- Rev. Charles Perry
From Hatred to Peace

Our nation’s ongoing battle with racism has come to the fore again, and those of you who know me may wonder at my recent silence. I wish I could say that it was due to the tempo of operations where I am deployed with the Army National Guard, but that would be a lie. The truth is more difficult to unravel, and do so in a way that does not run me afoul of one oath or the other. For me to address the shift in our nation which I believe has led to the outburst of racism and intolerance could place me in hot water with my chain of command. And, the thoughts and feelings which ran through me when I read about the deaths of Heather Heyer and the two troopers in Charlottesville, and saw the hate-filled faces of the torch-carrying racists, and the pictures of the Nazi and Confederate flags being paraded through the streets of our nation could see me defrocked from the ministry, were I to act on them. In my mind, I heard a voice say, “all enemies, foreign and domestic”, and as I looked at those swastikas and those stars and bars, I was ready to go all Captain America on them. But thankfully, the Unity minister that I am and will continue to be took over, and said, “Let’s give this some more thought.” So, I’ve been thinking.
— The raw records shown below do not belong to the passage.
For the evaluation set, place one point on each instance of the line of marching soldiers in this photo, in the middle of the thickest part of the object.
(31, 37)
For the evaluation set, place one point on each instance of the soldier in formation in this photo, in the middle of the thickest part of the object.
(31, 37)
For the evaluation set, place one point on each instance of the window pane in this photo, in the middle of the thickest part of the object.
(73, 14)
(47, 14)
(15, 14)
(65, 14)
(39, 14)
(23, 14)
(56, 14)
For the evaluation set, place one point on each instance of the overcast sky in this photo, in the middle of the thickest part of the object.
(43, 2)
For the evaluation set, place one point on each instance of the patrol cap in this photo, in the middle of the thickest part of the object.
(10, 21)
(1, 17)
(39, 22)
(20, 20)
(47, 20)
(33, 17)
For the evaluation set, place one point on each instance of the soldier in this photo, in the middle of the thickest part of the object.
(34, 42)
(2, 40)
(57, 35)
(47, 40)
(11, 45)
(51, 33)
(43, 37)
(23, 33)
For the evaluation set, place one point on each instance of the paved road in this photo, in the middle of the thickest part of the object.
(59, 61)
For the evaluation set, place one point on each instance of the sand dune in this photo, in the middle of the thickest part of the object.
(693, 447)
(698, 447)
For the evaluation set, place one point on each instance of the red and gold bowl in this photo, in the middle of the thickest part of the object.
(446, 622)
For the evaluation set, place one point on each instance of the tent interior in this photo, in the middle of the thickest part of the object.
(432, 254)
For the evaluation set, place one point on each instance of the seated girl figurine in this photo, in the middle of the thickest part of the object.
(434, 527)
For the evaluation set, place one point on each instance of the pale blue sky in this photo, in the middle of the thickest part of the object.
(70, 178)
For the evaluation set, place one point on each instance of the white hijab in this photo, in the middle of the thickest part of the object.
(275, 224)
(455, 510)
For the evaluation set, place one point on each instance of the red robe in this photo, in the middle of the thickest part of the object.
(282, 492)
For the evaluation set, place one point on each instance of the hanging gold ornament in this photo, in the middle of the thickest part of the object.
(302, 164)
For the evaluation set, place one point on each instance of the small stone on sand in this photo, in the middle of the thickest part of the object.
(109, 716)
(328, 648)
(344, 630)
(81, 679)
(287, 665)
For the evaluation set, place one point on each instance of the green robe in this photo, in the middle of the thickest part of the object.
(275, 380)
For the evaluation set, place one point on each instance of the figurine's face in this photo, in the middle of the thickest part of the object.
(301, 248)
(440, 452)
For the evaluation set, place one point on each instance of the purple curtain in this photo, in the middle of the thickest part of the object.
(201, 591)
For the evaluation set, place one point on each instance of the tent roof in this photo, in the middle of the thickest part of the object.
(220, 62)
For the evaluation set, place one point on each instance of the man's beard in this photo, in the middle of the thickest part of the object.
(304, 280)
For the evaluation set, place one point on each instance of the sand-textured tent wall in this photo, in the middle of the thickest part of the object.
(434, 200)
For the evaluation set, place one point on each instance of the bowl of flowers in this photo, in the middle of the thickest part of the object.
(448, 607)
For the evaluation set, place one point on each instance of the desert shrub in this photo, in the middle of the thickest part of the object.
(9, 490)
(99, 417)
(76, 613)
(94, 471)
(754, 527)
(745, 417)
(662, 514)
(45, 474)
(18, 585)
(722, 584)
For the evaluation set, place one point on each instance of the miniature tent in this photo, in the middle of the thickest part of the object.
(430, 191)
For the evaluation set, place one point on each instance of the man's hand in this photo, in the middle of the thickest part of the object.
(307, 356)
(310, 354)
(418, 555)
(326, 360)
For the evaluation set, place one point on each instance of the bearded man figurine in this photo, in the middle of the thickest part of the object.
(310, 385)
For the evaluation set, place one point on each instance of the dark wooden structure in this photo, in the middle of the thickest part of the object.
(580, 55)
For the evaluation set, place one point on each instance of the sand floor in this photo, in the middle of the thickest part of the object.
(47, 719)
It is so easy and so tempting to hate. When the object of the hate is injustice. When the object of the hate is racism, anti-Semitism, sexism, homophobia, xenophobia, or just plain evil, hate comes so naturally, and it seems so justified; so right. And that’s the trap. We as human beings have been caught in the recurring cycle of hatred, violence, revenge, and hatred again for thousands of years. Some disputes have risen and died away, whether through genocide or peace, or all that lies between. But some have lived on for thousands of years, like the dispute between the Palestinian Arabs and the Jews of Israel, which began in the earliest books of the Hebrew Scriptures, and rages on today. But it rages on still, costing lives, treasure, freedom, and the promise of life in the Kingdom of God. Because it feels good and right and justifiable to hate something as evil as Nazism, as repugnant as racism. And it seems perfectly natural to hate those who hurt others; who hurt us. Hurt people hurt people. But at some point, someone has to stop.
It boggles my mind that over 150 years after the American Civil War, someone is marching, and holding in their hands the symbol of those traitorous, racist losers. Or that over70 years after World War Two, someone is marching, holding in their hands the symbol of those genocidal, fascist losers. Yet someone is. And what that suggests to me today is that as “right” as those wars were, as “justified” as those wars were, all of the violence that was required to defeat those two evil regimes was not sufficient to defeating the ideologies that spawned them, it just forced them underground. In order to truly defeat those ideologies once and for all time, we as a human race are going to have to find a different solution. There must be another way.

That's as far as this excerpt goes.